JAKARTA, SUMUTPOS.CO – Buni Yani resmi ditetapkan tersangka oleh penyidik Subdit Cyber Crime Direktorat Reserse Kriminal Khusus Polda Metro Jaya atas dugaan penyebaran kebencian terhadap Gubernur DKI Jakarta (nonaktif) Basuki Tjahaja Purnama (Ahok). Buni Yani dinilai Bareskrim Polri telah memenuhi unsur menyebarkan informasi SARA.
“Malam ini pukul 20.00 WIB dengan bukti permulaan yang cukup saudara BY kita naikan statusnya sebagai tersangka,” ujar Kabid Humas Polda Metro Jaya Kombes Awi Setiyono di Mapolda Metro Jaya, Jakarta, Rabu (23/11).
Awi menjabarkan, postingan di status Facebook Buni Yani dinilai telah menyebarkan informasi yang dapat menimbulkan kebencian dan permusuhan. Bukan masalah penyebaran video Ahok yang menukil Al Maidah 51.
Buni Yani dijerat dengan Pasal 28 ayat (2) UU Informasi dan Transaksi Elektronik (ITE) juncto Pasal 45 ayat 2 UU Informasi dan Transaksi Elektronik (ITE) dengan ancaman maksimal 6 tahun penjara dan atau denda maksimal Rp 1 miliar.
“Penyidik punya alat bukti yang cukup kuat untuk menetapkan Buni sebagai tersangka dalam kasus tersebut,” sambung Awi.
Usai penetapan itu, Buni tak diizinkan kembali ke rumahnya. Dia diwajibkan menjalani pemeriksaan lanjutan. “Sementara ini 1×24 dilakukan pemeriksaan kembali sebagai tersangka. Kami langsung ulur pemeriksaan sebagai tersangka dulu,” tambah Awi.
Namun begitu, Awi juga mengungkapkan, status tersangka yang disematkan terhadap Buni bisa dicabut setiap saat. Namun, pencabutan itu dilakukan sesuai penilaian dari penyidik.
“Terkait statusnya dibatalkan atau tidak, kita tunggu dari penyidik. Baik itu syarat formil atau materiilnya, termasuk alasan. Semuanya kita kembalikan pada penyidik,” tutupnya.

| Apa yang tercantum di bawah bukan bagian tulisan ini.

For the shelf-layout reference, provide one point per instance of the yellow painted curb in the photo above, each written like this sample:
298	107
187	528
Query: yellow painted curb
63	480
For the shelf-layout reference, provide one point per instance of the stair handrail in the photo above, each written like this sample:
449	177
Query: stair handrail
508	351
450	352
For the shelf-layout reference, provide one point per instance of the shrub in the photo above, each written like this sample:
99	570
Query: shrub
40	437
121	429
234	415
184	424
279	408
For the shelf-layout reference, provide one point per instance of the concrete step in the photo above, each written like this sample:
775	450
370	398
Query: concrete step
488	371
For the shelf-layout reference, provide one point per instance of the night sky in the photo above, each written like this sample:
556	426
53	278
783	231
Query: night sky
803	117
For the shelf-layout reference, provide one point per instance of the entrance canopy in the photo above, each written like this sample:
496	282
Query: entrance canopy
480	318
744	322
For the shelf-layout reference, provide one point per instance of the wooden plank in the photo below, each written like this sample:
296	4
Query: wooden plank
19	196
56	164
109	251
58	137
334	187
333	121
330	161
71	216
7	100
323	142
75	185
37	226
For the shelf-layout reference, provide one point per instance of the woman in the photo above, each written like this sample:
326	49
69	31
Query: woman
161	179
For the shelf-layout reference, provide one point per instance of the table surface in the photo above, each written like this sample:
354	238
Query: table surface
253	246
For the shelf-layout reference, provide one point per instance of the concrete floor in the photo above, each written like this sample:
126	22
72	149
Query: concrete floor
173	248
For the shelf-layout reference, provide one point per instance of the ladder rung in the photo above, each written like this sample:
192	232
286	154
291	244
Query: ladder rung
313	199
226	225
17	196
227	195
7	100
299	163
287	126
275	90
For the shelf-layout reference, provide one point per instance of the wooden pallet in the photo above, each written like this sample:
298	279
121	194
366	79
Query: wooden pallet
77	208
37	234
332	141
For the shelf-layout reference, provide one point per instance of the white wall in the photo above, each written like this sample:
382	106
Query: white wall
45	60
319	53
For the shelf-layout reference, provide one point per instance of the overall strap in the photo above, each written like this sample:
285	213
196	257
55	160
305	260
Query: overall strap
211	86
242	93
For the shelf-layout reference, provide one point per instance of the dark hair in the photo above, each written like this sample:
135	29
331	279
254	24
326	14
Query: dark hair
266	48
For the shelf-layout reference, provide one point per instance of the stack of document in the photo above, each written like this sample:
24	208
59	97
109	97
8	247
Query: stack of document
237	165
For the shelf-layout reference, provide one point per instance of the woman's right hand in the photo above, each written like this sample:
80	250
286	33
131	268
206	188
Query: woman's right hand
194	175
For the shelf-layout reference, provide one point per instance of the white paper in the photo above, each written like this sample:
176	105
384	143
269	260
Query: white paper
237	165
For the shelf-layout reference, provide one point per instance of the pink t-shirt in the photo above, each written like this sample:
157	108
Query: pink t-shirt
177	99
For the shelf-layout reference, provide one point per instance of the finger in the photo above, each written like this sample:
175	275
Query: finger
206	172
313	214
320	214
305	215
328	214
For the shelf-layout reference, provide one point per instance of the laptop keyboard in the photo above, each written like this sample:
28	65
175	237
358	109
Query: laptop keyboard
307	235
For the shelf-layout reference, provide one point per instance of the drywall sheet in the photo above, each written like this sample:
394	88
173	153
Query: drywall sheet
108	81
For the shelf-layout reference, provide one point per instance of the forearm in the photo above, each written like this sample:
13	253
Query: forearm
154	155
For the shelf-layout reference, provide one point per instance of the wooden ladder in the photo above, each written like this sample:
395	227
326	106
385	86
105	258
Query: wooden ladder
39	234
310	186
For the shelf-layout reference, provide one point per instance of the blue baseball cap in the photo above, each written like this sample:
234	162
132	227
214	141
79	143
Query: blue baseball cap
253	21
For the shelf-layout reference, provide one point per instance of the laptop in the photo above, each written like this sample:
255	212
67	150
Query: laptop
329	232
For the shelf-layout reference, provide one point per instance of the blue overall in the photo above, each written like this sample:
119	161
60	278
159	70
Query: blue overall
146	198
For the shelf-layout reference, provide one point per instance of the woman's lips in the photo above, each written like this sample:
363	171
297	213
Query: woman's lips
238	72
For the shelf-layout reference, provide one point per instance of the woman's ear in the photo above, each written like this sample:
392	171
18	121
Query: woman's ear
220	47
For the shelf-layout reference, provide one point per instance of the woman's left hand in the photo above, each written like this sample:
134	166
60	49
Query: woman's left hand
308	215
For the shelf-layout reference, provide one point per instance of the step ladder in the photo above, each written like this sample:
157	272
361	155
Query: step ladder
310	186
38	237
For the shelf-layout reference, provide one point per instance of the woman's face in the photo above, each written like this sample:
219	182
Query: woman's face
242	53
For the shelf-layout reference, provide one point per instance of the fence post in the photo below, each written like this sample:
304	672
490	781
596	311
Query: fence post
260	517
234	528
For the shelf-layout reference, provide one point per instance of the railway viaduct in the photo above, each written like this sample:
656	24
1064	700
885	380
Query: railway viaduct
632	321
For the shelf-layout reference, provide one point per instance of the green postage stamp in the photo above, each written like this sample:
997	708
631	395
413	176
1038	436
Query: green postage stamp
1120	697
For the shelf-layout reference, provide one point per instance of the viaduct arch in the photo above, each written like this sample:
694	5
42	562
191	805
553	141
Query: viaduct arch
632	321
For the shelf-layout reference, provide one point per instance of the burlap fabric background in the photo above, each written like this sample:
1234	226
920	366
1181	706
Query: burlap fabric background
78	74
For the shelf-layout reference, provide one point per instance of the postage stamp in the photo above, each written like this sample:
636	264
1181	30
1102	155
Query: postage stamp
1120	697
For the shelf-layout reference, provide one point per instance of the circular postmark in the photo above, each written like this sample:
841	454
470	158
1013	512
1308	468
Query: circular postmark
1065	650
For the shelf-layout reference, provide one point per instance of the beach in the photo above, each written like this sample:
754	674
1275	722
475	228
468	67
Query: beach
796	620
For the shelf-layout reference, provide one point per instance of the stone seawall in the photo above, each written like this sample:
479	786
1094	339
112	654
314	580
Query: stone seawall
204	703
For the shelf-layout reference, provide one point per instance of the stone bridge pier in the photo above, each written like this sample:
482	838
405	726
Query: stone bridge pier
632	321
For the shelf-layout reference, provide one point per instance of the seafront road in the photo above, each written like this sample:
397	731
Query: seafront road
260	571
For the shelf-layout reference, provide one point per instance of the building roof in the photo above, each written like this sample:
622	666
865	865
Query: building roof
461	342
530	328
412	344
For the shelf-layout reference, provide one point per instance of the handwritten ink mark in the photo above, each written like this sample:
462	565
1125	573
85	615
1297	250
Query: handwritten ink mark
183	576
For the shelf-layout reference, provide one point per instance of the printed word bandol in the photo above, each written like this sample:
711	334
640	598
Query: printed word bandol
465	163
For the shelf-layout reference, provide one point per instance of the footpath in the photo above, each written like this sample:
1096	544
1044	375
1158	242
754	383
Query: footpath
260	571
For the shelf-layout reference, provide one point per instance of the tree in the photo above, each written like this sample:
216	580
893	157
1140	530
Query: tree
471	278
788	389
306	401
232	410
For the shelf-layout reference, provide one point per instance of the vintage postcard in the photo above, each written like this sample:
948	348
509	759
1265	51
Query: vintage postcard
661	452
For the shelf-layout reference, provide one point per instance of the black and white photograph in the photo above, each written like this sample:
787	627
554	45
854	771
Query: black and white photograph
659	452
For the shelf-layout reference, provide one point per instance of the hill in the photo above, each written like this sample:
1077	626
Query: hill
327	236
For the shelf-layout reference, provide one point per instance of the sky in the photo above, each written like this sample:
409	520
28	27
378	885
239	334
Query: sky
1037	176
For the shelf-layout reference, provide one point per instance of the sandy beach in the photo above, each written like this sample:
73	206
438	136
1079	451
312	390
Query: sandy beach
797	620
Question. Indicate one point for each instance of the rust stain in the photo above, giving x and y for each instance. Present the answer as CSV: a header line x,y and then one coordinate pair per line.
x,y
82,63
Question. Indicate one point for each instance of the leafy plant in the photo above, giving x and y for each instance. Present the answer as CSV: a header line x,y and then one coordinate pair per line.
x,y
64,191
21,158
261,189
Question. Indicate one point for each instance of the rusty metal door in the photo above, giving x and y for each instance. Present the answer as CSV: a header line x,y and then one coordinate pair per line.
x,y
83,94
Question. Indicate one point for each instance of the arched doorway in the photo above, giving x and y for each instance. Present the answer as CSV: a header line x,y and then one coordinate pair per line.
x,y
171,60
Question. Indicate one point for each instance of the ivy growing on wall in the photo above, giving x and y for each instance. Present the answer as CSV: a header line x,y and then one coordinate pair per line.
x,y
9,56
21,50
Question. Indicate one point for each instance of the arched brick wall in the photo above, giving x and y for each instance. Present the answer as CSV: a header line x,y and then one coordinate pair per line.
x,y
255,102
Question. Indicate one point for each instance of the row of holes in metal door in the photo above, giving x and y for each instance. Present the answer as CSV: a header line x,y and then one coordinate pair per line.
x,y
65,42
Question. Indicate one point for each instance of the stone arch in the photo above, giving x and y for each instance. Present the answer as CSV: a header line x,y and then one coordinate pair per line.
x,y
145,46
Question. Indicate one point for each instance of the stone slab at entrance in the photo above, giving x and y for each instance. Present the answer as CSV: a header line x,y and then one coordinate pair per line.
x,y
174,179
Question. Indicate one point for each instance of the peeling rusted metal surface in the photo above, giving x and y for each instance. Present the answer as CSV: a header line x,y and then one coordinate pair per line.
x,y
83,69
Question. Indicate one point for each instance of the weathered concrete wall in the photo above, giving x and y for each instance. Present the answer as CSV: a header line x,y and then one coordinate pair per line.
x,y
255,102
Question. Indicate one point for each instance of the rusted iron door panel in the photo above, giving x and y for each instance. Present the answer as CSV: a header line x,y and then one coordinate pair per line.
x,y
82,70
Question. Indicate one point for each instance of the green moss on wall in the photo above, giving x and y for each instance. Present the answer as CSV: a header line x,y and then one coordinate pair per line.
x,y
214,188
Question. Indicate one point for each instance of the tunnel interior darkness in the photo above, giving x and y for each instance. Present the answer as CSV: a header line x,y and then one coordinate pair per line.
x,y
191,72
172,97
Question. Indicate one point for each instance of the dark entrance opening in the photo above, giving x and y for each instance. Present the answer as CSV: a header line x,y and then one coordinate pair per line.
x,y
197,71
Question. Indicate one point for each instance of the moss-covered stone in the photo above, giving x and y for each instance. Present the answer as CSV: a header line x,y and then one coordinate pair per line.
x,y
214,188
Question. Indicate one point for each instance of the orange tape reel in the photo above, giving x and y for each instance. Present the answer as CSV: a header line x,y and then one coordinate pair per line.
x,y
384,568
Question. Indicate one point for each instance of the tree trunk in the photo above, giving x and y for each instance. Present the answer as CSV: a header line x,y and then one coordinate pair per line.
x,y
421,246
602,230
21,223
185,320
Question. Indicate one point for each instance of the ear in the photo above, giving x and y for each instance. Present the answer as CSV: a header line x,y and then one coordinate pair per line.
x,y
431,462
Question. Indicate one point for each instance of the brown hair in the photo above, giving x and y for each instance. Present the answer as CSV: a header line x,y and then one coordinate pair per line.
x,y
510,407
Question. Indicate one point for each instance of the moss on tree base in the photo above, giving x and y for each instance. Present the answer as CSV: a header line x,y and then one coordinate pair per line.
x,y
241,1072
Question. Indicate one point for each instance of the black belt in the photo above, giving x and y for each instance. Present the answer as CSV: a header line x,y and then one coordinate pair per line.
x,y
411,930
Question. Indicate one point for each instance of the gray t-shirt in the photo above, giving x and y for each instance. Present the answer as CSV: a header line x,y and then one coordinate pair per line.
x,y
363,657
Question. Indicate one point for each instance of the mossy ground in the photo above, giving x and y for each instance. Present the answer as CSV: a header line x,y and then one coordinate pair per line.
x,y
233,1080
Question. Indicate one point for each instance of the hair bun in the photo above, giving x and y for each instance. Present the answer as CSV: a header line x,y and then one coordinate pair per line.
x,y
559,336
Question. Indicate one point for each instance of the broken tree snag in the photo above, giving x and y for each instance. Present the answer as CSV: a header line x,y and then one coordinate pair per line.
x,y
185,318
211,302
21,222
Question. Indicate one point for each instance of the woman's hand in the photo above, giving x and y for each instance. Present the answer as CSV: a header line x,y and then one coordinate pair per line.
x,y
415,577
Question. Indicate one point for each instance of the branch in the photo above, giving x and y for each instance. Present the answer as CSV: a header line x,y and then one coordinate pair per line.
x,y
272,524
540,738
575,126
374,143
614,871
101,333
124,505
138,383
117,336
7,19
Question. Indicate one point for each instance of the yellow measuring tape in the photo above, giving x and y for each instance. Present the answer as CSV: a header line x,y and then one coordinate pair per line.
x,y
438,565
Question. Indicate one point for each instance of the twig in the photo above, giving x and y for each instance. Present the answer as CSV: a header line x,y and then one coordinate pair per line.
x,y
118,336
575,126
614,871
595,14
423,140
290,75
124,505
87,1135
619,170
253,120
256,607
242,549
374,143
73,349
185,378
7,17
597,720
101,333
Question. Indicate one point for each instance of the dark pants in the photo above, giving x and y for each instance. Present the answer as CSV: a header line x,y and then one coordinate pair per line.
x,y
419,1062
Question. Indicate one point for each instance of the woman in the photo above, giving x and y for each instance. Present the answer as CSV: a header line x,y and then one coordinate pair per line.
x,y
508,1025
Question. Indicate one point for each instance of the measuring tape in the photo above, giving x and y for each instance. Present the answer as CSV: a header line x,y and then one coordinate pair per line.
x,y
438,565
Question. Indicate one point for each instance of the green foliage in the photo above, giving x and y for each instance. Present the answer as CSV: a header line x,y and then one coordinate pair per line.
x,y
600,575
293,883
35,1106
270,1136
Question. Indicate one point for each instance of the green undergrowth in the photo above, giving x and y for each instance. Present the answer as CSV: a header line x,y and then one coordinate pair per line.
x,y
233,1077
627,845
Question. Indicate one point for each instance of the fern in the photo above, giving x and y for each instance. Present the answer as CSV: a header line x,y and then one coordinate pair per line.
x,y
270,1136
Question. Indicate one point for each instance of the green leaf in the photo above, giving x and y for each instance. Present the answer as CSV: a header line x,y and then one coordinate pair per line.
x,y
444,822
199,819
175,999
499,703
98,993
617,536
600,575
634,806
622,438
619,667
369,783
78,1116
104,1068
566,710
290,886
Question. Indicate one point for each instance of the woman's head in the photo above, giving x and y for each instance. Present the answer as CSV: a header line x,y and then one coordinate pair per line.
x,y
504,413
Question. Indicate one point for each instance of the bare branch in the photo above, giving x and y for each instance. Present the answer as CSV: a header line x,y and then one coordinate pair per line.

Pengacara Buni Yani, Aldwin Rahadian langsung memprotes penetapan status tersangka kliennya dalam perkara penghasutan SARA. Proses hukum disebut tidak fair.
“Jadi saya nyatakan hari ini sangat kecewa dan sangat kaget dan ini prosesnya tidak fair. Pak Buni Yani baru pertama kali dimintai (keterangan) sebagai saksi dan selalu kooperatif,” kata Aldwin kepada wartawan di Mapolda Metro Jaya, Rabu (23/11).
Menurut Aldwin, penyidik tiba-tiba menyodorkan surat penangkapan saat pemeriksaan Buni Yani sebagai saksi belum rampung. Surat ini diprotes lantaran Buni dipanggil sebagai saksi dan selalu bersikap kooperatif.
“Kenapa Pak Buni Yani harus ditangkap? Dia kooperatif kok, mau diperiksa, dipanggil datang. Menurut saya ini diskriminatif. Lonceng keadilan sudah mati di tempat ini terhadap klien saya Buni Yani,” imbuh Aldwin.
Buni Yani memang langsung diperiksa sebagai tersangka. Soal penahanan, penyidik menurut Kabid Humas Polda Metro Jaya Kombes Awi Setiyono yang akan memutuskan.
“Karena dia tidak siap harus mengumpulkan tenaga, terpaksa harus di sini. Ini prosesnya sangat tidak fair, diskriminatif,” ujar Aldwin.(bbs/adz)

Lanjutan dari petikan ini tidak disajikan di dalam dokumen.